Howdy
This is just a super-quick update. As expected, the parts I ordered have started arriving in multiple shipments—everything but the case. At the time I’m writing this, it’s been stuck in the Netherlands for over two weeks!
Since some of the parts I bought are second-hand, I needed to test them while waiting. Plus, I managed to recover two extra components I had lying around:
- A 32 GB Optane module I had previously installed in my workstation, now unused;
- An NVIDIA 1050 Ti, which I thought was dead and had tossed into a drawer. I’m glad I didn’t throw it out—after a deep clean and a generous spray of WD-40, it came back to life!

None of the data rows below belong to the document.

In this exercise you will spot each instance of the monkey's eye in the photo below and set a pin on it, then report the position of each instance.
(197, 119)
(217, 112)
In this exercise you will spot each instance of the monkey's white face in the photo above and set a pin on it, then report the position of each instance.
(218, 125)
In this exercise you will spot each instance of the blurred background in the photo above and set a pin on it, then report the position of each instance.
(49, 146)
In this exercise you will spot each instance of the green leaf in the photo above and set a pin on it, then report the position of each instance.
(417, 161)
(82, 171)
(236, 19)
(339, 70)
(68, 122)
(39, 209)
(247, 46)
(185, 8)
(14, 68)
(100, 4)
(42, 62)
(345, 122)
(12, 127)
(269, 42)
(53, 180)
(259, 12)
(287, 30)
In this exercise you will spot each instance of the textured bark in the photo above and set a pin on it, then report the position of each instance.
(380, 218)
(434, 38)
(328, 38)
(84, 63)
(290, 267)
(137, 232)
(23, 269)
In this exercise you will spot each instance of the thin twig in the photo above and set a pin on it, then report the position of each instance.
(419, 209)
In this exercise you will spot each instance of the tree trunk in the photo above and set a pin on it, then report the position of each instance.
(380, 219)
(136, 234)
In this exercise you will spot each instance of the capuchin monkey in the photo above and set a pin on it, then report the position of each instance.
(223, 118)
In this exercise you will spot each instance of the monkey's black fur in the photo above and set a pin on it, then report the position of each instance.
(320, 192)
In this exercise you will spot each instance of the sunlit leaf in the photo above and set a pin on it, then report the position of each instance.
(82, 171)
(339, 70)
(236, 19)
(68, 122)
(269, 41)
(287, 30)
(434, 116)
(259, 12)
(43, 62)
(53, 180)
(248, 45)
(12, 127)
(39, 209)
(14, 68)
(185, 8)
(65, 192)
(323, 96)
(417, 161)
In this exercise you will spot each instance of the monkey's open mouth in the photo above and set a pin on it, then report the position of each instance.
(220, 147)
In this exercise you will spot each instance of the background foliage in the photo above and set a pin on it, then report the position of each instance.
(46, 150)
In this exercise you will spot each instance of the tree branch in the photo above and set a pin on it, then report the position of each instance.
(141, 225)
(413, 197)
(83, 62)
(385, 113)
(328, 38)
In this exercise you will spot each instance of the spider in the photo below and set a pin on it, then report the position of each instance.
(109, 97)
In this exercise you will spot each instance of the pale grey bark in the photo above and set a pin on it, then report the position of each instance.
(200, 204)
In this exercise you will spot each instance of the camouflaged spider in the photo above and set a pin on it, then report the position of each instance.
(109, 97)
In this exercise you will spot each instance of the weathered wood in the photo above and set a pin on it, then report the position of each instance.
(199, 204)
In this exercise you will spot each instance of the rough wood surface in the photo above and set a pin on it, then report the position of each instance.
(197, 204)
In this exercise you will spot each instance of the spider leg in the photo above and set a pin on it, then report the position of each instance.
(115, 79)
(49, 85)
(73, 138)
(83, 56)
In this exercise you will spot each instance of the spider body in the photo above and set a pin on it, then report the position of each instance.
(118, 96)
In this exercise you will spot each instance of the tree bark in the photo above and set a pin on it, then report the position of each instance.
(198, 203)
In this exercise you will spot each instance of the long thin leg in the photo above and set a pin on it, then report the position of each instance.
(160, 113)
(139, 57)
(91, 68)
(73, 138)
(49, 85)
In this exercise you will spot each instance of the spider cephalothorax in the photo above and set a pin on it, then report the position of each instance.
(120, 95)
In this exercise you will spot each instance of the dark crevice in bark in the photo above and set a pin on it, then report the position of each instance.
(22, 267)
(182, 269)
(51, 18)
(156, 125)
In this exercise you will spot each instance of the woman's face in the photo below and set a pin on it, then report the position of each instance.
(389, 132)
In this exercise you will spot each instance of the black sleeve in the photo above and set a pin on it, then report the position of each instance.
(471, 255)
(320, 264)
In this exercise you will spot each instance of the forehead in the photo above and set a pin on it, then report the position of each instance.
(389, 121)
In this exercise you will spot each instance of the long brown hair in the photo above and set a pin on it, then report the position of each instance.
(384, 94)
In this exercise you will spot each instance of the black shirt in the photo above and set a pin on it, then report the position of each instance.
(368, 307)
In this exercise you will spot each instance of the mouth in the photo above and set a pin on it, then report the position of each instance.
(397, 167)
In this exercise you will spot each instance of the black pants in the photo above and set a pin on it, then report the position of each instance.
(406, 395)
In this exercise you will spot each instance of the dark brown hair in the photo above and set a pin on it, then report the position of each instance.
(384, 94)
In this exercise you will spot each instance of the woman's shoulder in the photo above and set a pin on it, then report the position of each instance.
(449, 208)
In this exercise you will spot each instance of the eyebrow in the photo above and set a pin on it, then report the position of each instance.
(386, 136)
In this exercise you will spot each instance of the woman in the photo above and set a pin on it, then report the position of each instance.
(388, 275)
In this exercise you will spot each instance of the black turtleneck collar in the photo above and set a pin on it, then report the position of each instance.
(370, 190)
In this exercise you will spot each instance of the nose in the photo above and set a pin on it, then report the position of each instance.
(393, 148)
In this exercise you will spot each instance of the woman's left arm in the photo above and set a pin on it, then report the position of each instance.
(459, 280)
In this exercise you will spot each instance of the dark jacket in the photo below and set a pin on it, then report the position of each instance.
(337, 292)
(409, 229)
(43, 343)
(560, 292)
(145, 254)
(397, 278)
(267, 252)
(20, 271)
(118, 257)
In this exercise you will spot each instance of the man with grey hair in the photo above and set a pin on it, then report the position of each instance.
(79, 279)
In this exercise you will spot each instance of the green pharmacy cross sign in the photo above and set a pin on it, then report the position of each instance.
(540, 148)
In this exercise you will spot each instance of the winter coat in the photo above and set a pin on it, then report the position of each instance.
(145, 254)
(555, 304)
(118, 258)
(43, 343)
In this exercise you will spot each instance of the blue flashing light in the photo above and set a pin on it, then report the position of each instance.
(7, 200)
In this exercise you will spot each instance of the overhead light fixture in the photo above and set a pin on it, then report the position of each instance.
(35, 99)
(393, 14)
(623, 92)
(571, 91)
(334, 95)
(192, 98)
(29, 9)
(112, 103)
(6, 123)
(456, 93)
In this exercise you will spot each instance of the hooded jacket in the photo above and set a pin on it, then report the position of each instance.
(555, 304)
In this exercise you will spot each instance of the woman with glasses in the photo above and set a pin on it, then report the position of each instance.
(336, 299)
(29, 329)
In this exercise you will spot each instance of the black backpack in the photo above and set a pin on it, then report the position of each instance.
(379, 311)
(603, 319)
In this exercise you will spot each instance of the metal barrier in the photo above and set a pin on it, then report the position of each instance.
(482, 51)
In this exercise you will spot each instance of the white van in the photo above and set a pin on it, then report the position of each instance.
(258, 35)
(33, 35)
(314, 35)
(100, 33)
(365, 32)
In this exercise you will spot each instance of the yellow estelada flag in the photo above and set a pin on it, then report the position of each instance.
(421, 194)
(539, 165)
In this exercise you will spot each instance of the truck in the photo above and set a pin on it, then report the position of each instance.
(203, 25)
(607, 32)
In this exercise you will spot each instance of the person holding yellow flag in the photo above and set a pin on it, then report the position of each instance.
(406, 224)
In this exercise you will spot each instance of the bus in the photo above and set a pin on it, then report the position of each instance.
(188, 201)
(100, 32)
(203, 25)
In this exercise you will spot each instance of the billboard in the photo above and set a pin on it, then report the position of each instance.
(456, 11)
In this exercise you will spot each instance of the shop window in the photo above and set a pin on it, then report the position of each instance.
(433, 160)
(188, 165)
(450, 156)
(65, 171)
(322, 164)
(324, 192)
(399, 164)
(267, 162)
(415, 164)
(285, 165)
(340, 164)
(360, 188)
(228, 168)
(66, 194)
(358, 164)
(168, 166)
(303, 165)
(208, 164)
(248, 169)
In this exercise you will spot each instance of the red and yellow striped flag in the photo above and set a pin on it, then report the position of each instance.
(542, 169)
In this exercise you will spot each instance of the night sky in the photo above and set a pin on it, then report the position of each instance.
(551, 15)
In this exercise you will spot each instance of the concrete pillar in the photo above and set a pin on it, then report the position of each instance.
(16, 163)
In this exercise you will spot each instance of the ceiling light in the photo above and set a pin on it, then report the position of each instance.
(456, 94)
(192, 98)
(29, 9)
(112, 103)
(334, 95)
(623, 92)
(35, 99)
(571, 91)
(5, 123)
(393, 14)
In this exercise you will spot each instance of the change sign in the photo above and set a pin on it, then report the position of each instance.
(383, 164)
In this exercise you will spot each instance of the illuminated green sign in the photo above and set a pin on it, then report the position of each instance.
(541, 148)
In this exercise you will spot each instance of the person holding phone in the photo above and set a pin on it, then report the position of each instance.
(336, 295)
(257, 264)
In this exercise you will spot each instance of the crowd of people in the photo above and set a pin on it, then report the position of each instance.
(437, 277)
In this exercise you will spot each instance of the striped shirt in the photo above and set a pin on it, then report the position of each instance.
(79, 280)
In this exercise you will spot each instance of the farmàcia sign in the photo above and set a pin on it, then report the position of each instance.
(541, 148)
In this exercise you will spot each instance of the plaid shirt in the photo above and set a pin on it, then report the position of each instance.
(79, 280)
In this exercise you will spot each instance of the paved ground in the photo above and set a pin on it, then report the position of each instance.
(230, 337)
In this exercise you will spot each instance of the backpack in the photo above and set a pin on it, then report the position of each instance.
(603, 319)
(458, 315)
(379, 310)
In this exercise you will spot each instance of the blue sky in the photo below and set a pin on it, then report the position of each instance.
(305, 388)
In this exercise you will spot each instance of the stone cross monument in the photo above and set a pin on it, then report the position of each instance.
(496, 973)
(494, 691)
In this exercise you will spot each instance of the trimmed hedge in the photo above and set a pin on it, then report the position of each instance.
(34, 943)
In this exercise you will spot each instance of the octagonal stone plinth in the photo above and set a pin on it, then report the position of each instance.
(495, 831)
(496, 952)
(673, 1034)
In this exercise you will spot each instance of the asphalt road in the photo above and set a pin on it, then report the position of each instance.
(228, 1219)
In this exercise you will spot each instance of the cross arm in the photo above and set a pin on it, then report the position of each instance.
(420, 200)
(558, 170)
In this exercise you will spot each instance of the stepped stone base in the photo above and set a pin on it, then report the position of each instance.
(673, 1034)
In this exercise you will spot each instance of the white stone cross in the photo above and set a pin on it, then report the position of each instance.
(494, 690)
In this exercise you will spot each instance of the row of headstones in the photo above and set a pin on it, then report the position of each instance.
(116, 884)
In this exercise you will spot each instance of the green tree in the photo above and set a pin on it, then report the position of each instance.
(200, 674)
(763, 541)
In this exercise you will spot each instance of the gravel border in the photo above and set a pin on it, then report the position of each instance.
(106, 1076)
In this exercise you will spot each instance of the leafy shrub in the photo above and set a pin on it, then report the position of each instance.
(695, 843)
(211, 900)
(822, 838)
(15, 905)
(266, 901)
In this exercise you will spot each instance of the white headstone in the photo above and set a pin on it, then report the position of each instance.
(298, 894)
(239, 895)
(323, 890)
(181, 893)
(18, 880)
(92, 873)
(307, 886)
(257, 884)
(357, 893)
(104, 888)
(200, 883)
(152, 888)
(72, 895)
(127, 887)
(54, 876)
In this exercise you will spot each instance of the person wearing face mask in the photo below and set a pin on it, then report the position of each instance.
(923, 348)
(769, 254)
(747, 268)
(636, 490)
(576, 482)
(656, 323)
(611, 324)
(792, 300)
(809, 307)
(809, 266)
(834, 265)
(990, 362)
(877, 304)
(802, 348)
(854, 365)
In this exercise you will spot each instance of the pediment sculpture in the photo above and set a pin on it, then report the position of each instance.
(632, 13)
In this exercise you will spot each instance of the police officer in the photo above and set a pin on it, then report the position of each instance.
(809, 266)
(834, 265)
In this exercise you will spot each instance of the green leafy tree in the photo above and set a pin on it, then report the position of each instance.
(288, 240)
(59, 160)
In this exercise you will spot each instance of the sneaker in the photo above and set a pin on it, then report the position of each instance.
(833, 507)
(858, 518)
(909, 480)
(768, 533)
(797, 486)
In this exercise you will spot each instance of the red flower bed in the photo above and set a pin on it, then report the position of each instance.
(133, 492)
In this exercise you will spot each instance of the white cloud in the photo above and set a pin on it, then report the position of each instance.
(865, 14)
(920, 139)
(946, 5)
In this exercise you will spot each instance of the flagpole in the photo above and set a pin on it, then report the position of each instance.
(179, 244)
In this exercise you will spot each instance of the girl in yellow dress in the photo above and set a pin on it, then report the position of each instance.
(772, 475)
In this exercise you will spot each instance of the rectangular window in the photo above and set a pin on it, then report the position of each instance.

Assembly went so smoothly that reading about it might actually be boring. I had zero issues with the hardware. Even if I wanted to invent some drama, there’s nothing to complain about.
One small note: if you’re assembling a PC without a case, remember you’ll need a way to power it on! I realized this only after everything was mounted… Fortunately, I had some switches already pre-soldered with JST connectors. A quick check in the motherboard manual, a click—and everything was up and running.
I installed Proxmox, checked that everything was OK and—boom!—it all worked on the first try.
The only hiccup was a warning in the logs: a time mismatch between the BIOS and system clock because the first boot was offline. The error looked like this:
Apr 25 10:18:43 nerdvana pmxcfs\[4674]: \[status] notice: RRD update error /var/lib/rrdcached/db/pve2-storage/nerdvana/local: /var/lib/rrdcached/db/pve2-storage/nerdvana/local: illegal attempt to update using time 1745569123 when last update time is 1745596572 (minimum one second step)
After some research—and a quick ChatGPT session — I flushed all the RRD logs:
systemctl stop pve-cluster
systemctl stop rrdcached
rm -rf /var/lib/rrdcached/db/*
rm -rf /var/lib/rrdcached/journal/*
systemctl start rrdcached
systemctl start pve-cluster
And the warning disappeared!
To SLOG or not to SLOG?
What to do with the newly recovered Optane module? These little drives are fast and durable, so my first thought was to use it as the OS disk. But with only 32 GB, it’s too small for everything I want to install.
So, even if I might not need it right now, I decided to use it as a ZIL/SLOG device. I’m not currently planning to perform heavy synchronous writes, but it’s better than letting it gather dust.
After setting up my two SSDs as a mirrored rpool, adding the SLOG was simple:
zpool add rpool log /dev/nvme0n1
And if I change my mind and want to use the M.2 slot for something else later:
zpool remove rpool /dev/nvme0n1
ZFS will safely copy any unwritten data and remove the device. Then I can physically remove it and repurpose the slot.
And the 1050Ti?
Long gone are the days I used the 1050 Ti for gaming — it was replaced by a GTX 1660 Super before the great GPU shortage. After mining some Ravencoin with it in my workstation, it just stopped working one day. I tossed it in the “maybe later” drawer, where it sat until now.
As I’m preparing this new build, I figured I’d give it one last try. I had no idea if it would work (hence why I bought a CPU with integrated graphics). Sure enough, when I first plugged it in — nothing. It warmed up a bit, but no signal from the BIOS. Usually that points to a short or internal failure. I cleaned it gently with a brush—still nothing.
Since I don’t have the tools for advanced diagnostics or reflowing the board, I went all-in: WD-40 and a toothbrush. If I was going to throw it out anyway, I might as well try everything.
Against all odds, it worked!
Do I really need it? Not at the moment. But it’s nice to have. I doubt it can handle any serious LLM work, but it’s probably better than the iGPU. Worst case, I’ll have it doing video encoding.
I’m really looking forward to finally receiving the case and finishing this first part of the build. I’ll keep you posted.